狡猾な王子様
エンドロールが流れてチラホラと立ち上がり始めた人がいる中で、私たちはまだ席を立たなかった。


「結構おもしろかったね」


数分して映像が消えてスクリーンが白くなった時、英二さんが満足そうに息を吐いた。


囁き声とは違うそれは、控えめな大きさではあったけど難なく聞き取れた。


「はい」


笑顔で頷いて見せたけど、中盤からクライマックス間近までの内容はあまり覚えていないせいで、話を広げることはできそうにない。

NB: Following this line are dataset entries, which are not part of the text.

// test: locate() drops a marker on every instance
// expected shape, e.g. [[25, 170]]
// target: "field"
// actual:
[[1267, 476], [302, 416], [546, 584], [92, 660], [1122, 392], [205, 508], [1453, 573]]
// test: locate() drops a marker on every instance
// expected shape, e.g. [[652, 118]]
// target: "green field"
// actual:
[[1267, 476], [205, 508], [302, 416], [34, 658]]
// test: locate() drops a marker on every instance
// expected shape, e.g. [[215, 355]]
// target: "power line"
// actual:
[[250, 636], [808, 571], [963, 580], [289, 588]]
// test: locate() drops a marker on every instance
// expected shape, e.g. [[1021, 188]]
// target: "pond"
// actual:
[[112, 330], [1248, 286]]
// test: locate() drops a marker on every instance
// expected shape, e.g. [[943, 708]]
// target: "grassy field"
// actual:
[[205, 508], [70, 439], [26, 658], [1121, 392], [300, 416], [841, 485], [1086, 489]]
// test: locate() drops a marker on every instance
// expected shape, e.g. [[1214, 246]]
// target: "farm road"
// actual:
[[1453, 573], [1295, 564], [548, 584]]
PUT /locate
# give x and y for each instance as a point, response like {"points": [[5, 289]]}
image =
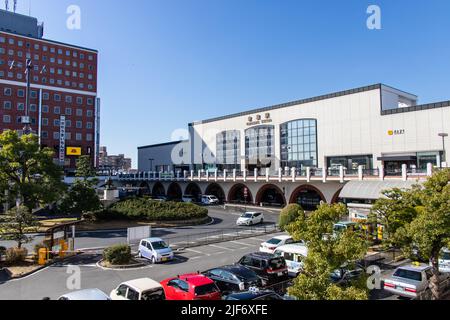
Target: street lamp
{"points": [[443, 136]]}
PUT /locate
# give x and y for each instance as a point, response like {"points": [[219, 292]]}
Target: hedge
{"points": [[145, 209]]}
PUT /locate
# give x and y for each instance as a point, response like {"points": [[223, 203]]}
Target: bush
{"points": [[118, 255], [15, 255], [150, 210], [289, 214]]}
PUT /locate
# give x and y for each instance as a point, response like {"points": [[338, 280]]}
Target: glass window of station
{"points": [[259, 147], [299, 143], [228, 150]]}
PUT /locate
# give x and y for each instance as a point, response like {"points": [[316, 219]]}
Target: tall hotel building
{"points": [[64, 107]]}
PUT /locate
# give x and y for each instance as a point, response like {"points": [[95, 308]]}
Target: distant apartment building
{"points": [[63, 108], [113, 162]]}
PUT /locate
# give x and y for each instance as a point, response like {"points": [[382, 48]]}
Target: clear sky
{"points": [[165, 63]]}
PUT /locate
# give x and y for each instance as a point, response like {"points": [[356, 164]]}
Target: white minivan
{"points": [[294, 254]]}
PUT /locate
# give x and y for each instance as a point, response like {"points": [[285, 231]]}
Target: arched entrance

記憶が薄いのはもちろん彼にドキドキしていたからで、ようやく心が落ち着いた時には主人公たちが敵の組織を殲滅したあとだった。


傷だらけの主人公が最愛の女性のもとへ行き、恋人である彼女の涙を優しく拭ってキスを交わしていたラストシーンは、きっと最高に感動できるところだったのだろうけど……。


感情移入する余裕がなくて、周囲からはチラホラとすすり泣くような声が聞こえてきていたけど、私は残念ながら泣けるほどの感動を抱くことはなかった。


「トムとジュリアの最後の台詞、すごくよかったよね」


途中で英二さんとの顔の距離が近すぎてドキドキしたことをバレないように、彼に笑顔を向けながら必死に平静を装った。